Again, these dramatic moves aren’t actually meant to upset the audience. Sure, maybe surprise, but these are efforts by Johnson to elevate the simplistic material of our nostalgia. Creating these complex characters from these beloved archetypes evolves the audience’s own understanding of the universe. More importantly, it evolves the characters and plot in a franchise famous for cyclical stagnation to prevent the power of the story from failing us.
Which brings us to Kylo Ren, who remains one of the best characters in the current trilogy. If The Last Jedi was all about betraying the past, Kylo Ren is the poster boy. In The Force Awakens, Kylo Ren was the only true subversion of expectations.
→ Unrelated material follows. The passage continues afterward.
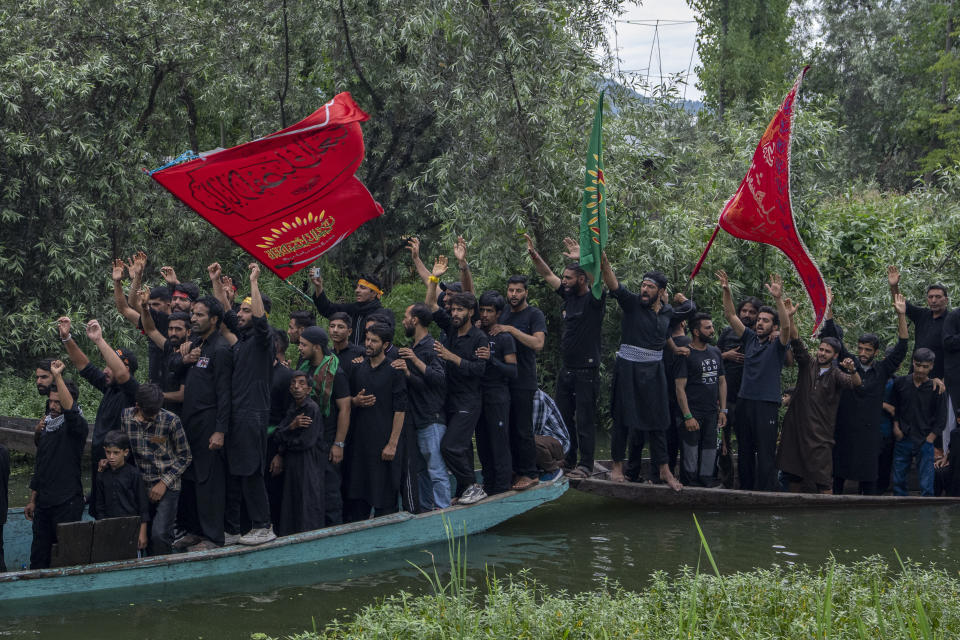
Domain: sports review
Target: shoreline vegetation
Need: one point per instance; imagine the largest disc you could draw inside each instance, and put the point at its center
(866, 599)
This was because he faces the real burden of legacy, both in the Skywalker family in the story and as an audience analog to Darth Vader. This was a brutal burden, and it left him with a conflict that confuses many viewers. Remember, all of his heroes and legends and father figures have failed him. All of these narratives we the audience buy into personally fail him as a character, including the vindictive Snoke. By the end of the first film, our expectation–and Snoke’s– that he will become the next big bad guy are shattered. Ren was a man in the darkness tempted by the light inside of him, and after everything that happened in The Last Jedi, he has all but given up hope and now seeks to tear down everything that the franchise has ever built. This is entirely new for Star Wars, and it marvelously heightens the drama. Evil and darkness no longer are just abstract concepts with some cool Force lightning. They’re raw, reasonable motivations.
Yet the character who changes the most from the start of the film to the end is Luke himself. At the climax, he realizes the power of believing in legends. He realizes the power of a story. Reality may fail; it can disappoint and it can ruin, but the stories we tell ourselves are so powerful that they provide new hope.